Joby社はトヨタ自動車と資本業務提携を結んでおり、生産準備や工場レイアウト、品質管理手法において「トヨタ生産方式(TPS)」のノウハウを活用していることが知られています。今回取得した新工場は、まさにそうした異業種の知見を融合させ、eVTOLならではの新しい量産プロセスを確立するための実証の場となる可能性が高いでしょう。開発から量産へスムーズに移行するためには、設計段階から生産技術や品質保証の視点を織り込む「コンカレント・エンジニアリング」が極めて重要であり、今回の拠点拡大はその実践に向けた具体的な一歩と考えられます。

日本の製造業への示唆

今回のJoby社の動きは、日本の製造業関係者にとっていくつかの重要な示唆を与えてくれます。

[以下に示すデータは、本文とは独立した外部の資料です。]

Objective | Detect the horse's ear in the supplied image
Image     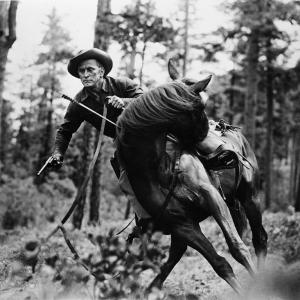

第一に、新産業における生産体制構築のスピード感です。市場が本格的に立ち上がる前から、大規模な生産拠点への投資を敢行する経営判断は、グローバル市場での競争を勝ち抜く上で不可欠な要素となりつつあります。開発と生産準備を並行して進める戦略は、多くの日本企業にとって参考になるはずです。

第二に、戦略的な立地選定とエコシステムの活用の重要性です。サプライヤーや専門人材が集まる産業クラスターに拠点を置くことで、自社単独では得られない多くの利点を享受できます。国内の生産拠点の再編や新設を検討する際には、こうしたエコシステム全体の視点が求められます。

最後に、異業種の知見を融合させる柔軟性です。航空宇宙という伝統的な産業に、自動車産業の量産ノウハウを取り入れるJoby社のアプローチは、業界の垣根を越えた技術移転の好例です。自社の持つコア技術を磨くだけでなく、他業種の優れた生産方式や管理手法を積極的に学び、自社のプロセスに取り込んでいく姿勢が、今後のものづくりにおいて競争力の源泉となるでしょう。